This paper proposes long-term insurance (LTI) as an alternative to the standard annual property insurance policy. LTI offers significant benefits to many stakeholders by reducing insurers’ administrative costs, lowering search costs, providing stability to consumers and incentivizing property owners to invest in risk-reducing measures. A simple two-period model illustrates situations that would make a long-term contract attractive to both insurers and consumers under competitive market conditions. Recognizing potential difficulties in modifying regulatory systems in 50 states, and using the history of the development of long-term mortgages in the United States as a benchmark, we discuss the applicability of long-term contracts for reforming the federally-run U.S. National Flood Insurance Program (NFIP). Multi-year flood insurance policies would encourage investments in cost-effective mitigation measures and provide stability to the program, in view of the large number of homeowners who cancel their annual policies after just two or three years. The paper concludes with issues and questions that need to be addressed for multi-year property insurance policies to be considered by private sector firms.
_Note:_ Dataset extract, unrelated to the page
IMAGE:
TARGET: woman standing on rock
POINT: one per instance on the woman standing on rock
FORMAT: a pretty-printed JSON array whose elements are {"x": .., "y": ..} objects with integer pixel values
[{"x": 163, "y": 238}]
It is well known that insurance costs increase significantly following large-scale natural disasters such as major hurricanes and earthquakes. In the aftermath of the seven major hurricanes that made landfall in the United States in 2004 and 2005, the average homeowner’s premium in the state of Florida more than doubled, from $723 at the start of 2002, to $1,465 in the first quarter of 2007 (Klein, 2009; Kunreuther and Michel-Kerjan, 2009). In coastal areas, insurers were permitted by regulators to triple or even quadruple their premiums for some homeowners. While the market price of insurance has significantly increased in coastal areas (especially Florida), insurers are still concerned that their long-term earnings will be negative in high-risk areas, leading some to refuse to renew policies in coastal areas subject to hurricanes. In February 2007, State Farm, the largest homeowner insurer in Mississippi, stopped selling new policies on homes and small businesses there (Treaster, 2007). Allstate, another giant provider of residential insurance, announced it would restrict new homeowners’ policies in New Jersey, Connecticut, Delaware and New York City (Vitello, 2007). In January 2009, State Farm announced that it would pull out of Florida’s insurance market over the next two years unless it was granted a significant increase in its homeowners’ premium by the insurance regulator. The insurance company, which stopped writing new homeowners policies in Florida in 2008, said it was left with little choice but to abandon the property line. Only after Insurance Commissioner Kevin McCarty allowed State Farm to drop 125,000 policies and granted it a nearly 15 percent increase did the insurer agree to remain in the state. Had State Farm pulled out of Florida, 806,000 households would have been looking for coverage (Miller, 2009).